Gedung D3 Ekonomi UGM

Kebijakan kontroversial kembali dikeluarkan oleh Universitas Gadjah Mada. Beberapa waktu lalu, diumumkan bahwa program ekstensi atau yang lebih dikenal program swadaya telah ditutup di semua fakultas mulai tahun perkuliahan 2009. Alasan penutupan yang dikeluarkan pihak rektorat adalah untuk menjaga mutu dan profesionalisme pendidikan di universitas yang berperingkat 316 dunia versi THES-Q pada tahun 2008 kemarin.

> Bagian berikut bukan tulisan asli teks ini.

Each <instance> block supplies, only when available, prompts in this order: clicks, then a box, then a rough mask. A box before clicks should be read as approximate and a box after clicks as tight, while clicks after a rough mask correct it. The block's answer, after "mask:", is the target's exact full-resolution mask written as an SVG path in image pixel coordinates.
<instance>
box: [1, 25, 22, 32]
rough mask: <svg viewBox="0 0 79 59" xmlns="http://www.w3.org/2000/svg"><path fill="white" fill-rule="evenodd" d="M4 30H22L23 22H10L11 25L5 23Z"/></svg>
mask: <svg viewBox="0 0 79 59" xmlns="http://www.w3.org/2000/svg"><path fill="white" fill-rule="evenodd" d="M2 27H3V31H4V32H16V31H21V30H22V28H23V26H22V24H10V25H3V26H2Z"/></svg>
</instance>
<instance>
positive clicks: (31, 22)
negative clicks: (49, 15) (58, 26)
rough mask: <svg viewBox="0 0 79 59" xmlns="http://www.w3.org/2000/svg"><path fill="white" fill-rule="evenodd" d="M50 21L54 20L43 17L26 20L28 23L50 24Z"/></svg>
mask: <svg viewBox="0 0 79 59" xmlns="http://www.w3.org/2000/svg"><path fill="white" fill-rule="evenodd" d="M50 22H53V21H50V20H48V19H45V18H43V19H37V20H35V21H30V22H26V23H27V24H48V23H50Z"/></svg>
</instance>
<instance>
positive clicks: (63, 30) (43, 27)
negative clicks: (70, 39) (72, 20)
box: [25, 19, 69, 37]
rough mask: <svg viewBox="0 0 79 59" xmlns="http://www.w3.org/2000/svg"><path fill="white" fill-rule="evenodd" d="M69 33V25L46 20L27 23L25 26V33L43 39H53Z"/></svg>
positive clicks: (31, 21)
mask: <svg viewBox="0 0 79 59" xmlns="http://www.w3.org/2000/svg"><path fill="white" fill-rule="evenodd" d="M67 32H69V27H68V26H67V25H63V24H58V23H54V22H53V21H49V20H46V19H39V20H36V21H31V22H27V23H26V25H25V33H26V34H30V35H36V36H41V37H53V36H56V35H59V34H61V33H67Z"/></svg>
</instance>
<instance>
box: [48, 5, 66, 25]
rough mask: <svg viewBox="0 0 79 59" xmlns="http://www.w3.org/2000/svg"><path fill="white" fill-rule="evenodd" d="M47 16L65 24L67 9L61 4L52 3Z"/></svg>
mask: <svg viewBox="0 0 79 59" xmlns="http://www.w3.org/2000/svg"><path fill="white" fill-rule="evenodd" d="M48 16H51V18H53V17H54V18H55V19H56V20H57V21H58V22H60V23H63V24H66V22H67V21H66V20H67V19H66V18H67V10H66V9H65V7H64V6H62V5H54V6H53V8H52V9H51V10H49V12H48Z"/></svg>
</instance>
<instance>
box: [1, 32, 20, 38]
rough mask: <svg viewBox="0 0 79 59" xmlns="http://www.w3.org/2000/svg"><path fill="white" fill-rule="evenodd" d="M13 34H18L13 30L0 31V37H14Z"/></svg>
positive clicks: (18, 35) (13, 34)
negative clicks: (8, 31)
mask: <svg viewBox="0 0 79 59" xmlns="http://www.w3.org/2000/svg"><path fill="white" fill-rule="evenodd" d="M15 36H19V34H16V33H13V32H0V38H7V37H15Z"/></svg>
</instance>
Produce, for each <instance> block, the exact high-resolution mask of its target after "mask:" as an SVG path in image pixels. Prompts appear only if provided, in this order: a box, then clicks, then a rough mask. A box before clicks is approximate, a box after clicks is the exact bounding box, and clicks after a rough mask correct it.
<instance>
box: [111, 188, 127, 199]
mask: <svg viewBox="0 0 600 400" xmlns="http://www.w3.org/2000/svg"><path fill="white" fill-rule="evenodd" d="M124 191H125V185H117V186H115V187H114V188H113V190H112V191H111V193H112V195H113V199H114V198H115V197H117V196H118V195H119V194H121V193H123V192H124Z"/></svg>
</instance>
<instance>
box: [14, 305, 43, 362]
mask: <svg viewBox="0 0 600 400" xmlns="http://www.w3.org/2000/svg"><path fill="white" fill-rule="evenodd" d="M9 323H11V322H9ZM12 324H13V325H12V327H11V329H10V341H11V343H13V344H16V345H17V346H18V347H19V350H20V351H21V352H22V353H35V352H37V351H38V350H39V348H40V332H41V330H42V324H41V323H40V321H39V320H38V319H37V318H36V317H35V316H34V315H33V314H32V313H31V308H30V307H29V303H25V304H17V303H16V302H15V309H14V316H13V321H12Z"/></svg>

Sontak, kebijakan itu pun menjadi bahan perbincangan serius bagi tiap mahasiswa, utamanya mahasiswa diploma III. Tanggapan yang dikeluarkan seragam, mereka (semua mahasiswa D III,-red) sangat kecewa dengan rencana penutupan program swadaya. Bagaimana tidak, harapan yang dirajut saat mulai masuk D III agar tetap bisa menjadi sarjana kendati tidak lolos seleksi S1, kini pun kandas terhempas asa ambisius berdalihkan universitas riset dunia.

Tak bisa dipungkiri, penutupan progrm swadaya merupakan buah simalakama teramat pahit bagi mahasiswa D III UGM yang menginginkan studinya dilanjutkan ke jenjang strata UGM. Impian mereka pun kandas. Harapan mereka menjadi kosong belaka. Kebanggaan menjadi sarjana UGM harus dilupakan, kecuali mereka bersedia mengulang dari tahap awal penerimaan mahasiswa baru S1. Terhitung tahun 2009 ini, lulusan D III pun harus mencari universitas lain yang membuka program ekstensi jikalau masih tetap menginginkan meraih titel sarjana.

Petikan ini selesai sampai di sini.